QQ Music, China’s version of Spotify is making money
QQ Music may be succeeding where Spotify is failing.
While Spotify is reportedly losing $200 million per year, the Chinese QQ Music is said to be making a profit.
The general manager of Tencent’s music division referred to this at a recent industry forum. Tencent is the parent company of QQ Music.
Here is how QQ’s performance could be out shining that of Spotify’s.
More than just music streaming…
On QQ Music you can do more than just stream music, you can also game amongst other things. It oversees a gaming platform, a social network and the popular WeChat messaging app with its seven hundred million users.
The fact that QQ Music has such an extensive reach within the Chinese population indicates that it has strong negotiating power with record labels.

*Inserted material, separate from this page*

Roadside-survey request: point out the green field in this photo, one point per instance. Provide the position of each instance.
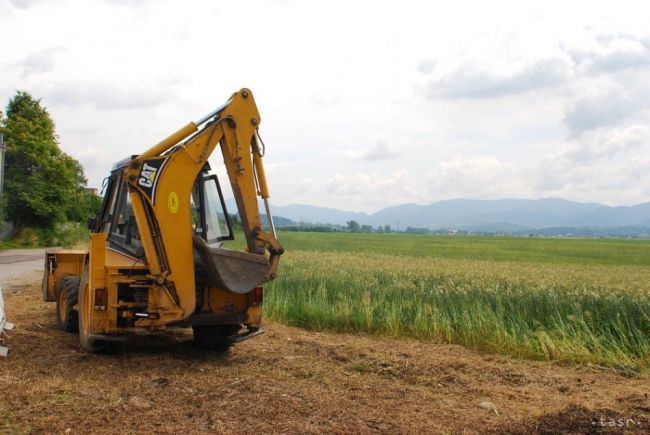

This could help in securing licensing agreements that are advantageous. QQ Music has an impressive user base of four hundred million active monthly users, whereas Spotify has one hundred million.
Diversity
The diversity within their service seems to be key in their success. It is an integrated music and entertainment experience. While they offer regular monthly subscriptions, they also sell concert tickets and exclusive song downloads.
This would imply that as a subscriber you will inevitably spend more on QQ than you do with Spotify. They offer an ad free listening experiencing for an affordable $1.60 per month. So, not only do they offer more within their service, the rate at which they are offering this service is pretty impressive too.
It’s not hard to believe that the general manager of their music division knows what he is talking about. In response to this, Pandora has started selling concert tickets and Apple Music is looking to include video offerings. This pales in comparison to what QQ Music is offering though and now the Chinese company has added another angle to the streaming wars.